Değiştiremedim,yalnızlıklarındaki o katı kötümserliği,bir annenin çocuğunu sevebildiği gibi sevdimm.
Belkide daha fazlası...
Dipsiz fırtınalarda savrulurken,kendimi onun yel olduğuna inandırarak sevdim..
Sevdim işte be cocuk amasımı olur bunun diyor ve bir sigara dumanını kana kana çekiyor içine..
Ve sonra dökülüyor son cümleler küfür gibi dudaklarından..

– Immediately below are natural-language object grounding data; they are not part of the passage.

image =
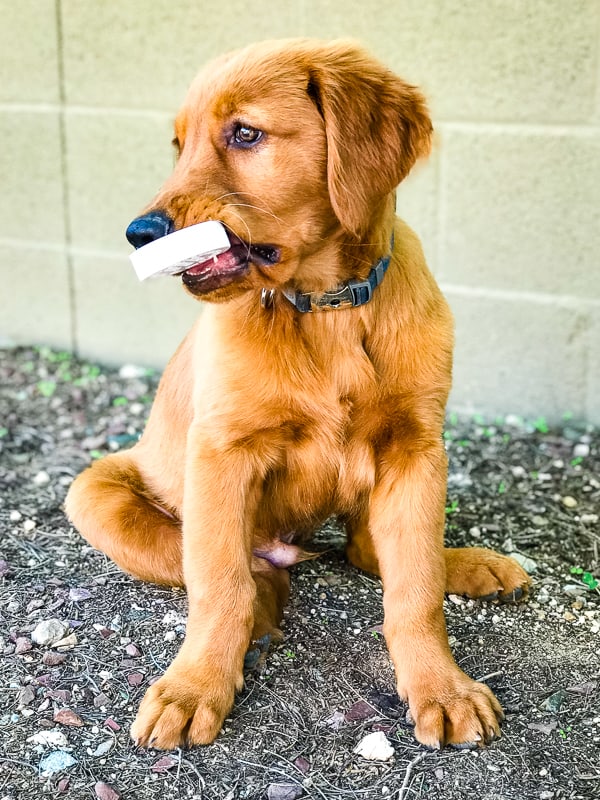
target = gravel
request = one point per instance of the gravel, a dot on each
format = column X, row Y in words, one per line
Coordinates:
column 66, row 703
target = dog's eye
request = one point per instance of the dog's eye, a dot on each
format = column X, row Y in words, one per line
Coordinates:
column 246, row 136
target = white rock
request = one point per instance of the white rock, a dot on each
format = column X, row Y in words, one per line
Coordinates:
column 375, row 747
column 528, row 564
column 50, row 739
column 581, row 450
column 48, row 631
column 103, row 748
column 589, row 519
column 132, row 371
column 42, row 478
column 57, row 761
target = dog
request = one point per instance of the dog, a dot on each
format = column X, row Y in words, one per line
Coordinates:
column 314, row 383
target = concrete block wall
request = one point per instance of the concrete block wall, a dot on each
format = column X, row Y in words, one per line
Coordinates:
column 508, row 207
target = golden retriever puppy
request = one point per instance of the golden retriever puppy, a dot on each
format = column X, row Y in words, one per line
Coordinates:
column 314, row 383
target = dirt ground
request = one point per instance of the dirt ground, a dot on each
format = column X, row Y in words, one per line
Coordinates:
column 65, row 709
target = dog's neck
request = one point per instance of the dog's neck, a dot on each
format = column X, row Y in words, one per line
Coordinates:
column 350, row 294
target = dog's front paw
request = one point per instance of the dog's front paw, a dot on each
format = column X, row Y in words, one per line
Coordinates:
column 461, row 712
column 186, row 706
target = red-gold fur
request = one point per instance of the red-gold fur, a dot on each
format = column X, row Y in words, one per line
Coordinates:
column 267, row 420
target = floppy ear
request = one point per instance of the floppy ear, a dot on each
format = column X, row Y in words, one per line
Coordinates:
column 376, row 127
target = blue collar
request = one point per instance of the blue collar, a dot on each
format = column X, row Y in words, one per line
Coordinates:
column 349, row 295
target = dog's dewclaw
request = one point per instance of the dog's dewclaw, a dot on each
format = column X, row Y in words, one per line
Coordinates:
column 180, row 250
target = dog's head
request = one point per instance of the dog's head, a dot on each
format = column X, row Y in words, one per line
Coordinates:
column 292, row 145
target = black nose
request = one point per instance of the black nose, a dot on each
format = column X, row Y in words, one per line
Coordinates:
column 147, row 228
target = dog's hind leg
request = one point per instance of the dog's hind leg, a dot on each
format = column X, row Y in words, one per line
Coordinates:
column 471, row 571
column 272, row 592
column 114, row 510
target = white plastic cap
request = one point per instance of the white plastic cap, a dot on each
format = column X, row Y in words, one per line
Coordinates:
column 180, row 250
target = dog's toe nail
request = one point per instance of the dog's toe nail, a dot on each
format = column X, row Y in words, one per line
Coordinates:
column 251, row 659
column 264, row 642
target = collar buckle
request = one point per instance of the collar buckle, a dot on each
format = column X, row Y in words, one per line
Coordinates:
column 330, row 301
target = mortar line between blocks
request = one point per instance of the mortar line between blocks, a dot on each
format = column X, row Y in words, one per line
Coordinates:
column 65, row 176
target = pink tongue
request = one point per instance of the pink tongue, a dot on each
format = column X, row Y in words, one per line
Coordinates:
column 224, row 262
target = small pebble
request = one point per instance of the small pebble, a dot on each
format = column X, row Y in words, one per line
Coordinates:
column 284, row 791
column 52, row 659
column 568, row 501
column 52, row 738
column 581, row 450
column 42, row 478
column 22, row 645
column 374, row 747
column 105, row 792
column 57, row 761
column 528, row 564
column 128, row 371
column 555, row 701
column 573, row 589
column 48, row 631
column 65, row 716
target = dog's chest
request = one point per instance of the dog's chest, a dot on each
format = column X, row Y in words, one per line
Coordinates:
column 328, row 461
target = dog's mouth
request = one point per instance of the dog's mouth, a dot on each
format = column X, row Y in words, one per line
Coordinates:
column 233, row 264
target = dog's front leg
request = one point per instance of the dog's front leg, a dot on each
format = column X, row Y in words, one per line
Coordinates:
column 189, row 703
column 407, row 525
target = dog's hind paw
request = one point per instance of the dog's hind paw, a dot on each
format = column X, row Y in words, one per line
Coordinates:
column 257, row 653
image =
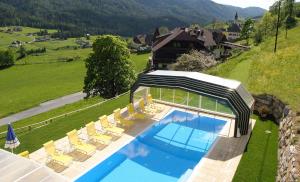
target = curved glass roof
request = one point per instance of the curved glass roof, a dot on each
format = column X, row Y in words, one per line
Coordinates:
column 230, row 90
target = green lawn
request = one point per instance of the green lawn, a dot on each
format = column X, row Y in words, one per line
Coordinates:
column 59, row 127
column 23, row 87
column 262, row 71
column 259, row 162
column 39, row 78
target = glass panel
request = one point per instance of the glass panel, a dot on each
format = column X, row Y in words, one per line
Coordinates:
column 208, row 103
column 167, row 94
column 194, row 99
column 140, row 93
column 180, row 97
column 155, row 93
column 224, row 107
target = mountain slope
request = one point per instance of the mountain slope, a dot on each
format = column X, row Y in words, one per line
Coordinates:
column 125, row 17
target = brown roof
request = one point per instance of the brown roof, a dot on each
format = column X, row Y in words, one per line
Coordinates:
column 168, row 39
column 234, row 27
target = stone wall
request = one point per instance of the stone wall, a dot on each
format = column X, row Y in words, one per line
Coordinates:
column 289, row 129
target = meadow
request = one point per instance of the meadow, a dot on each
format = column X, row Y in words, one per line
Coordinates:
column 45, row 76
column 259, row 69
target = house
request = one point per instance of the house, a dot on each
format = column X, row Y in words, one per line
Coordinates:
column 168, row 47
column 233, row 32
column 143, row 39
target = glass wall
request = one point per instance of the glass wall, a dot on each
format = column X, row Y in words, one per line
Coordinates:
column 182, row 97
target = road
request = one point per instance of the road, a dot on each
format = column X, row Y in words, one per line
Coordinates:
column 43, row 107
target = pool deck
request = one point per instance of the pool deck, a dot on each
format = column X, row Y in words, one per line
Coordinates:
column 219, row 164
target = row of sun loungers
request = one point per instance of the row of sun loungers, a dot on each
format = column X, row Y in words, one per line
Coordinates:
column 104, row 137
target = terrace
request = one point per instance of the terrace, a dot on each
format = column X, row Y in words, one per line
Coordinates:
column 199, row 106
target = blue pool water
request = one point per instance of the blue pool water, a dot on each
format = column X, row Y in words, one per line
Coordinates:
column 167, row 152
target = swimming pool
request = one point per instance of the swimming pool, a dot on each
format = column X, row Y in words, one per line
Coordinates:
column 166, row 152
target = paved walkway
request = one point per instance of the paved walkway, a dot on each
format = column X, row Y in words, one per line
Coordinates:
column 44, row 107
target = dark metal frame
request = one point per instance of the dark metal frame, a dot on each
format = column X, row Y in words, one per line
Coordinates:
column 241, row 110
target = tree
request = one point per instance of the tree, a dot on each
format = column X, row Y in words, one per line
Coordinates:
column 22, row 52
column 247, row 30
column 109, row 70
column 268, row 24
column 6, row 59
column 194, row 61
column 289, row 23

En deli rüzgarın içinden geçerken , fırtınaya yakalanmış bir serçeydi benliğim..İnadına üzerine uçmaya çalıştıkça,içinde bulunduğum girdap derinlemesine çekiyordu beni...Her bulduğum kuytu köşede,soluk almazcasına akıp gidiyordu göz yaşlarımda zaman..Bir sigara yakıyor,biraz konyak enjekte ediyordum bedenime.Biliyorum onun verdiği sıcaklığı veremez,biliyorum onun yaktığı ateş kadar derin yanamaz hiç bir ateş yüreciğimde..Ve bir şarkı mırıldanıyor ardından en içten masumiyetiyle:
-Vazgeçtim gözlerinden,vazgeçtim sözlerinden bir ahh de yeter..Sessizce,kimsesizce gönderdim dudaklarımı öpme al yeter..Hiç tanımaz tenim ellerini,bilmez yüreğim bilmez yüreğini,ahh bu koku bu ten bu dokunuş..Ah bu delilik sar sar bedenimi...Yok olmak anıdır ,Şimdi ..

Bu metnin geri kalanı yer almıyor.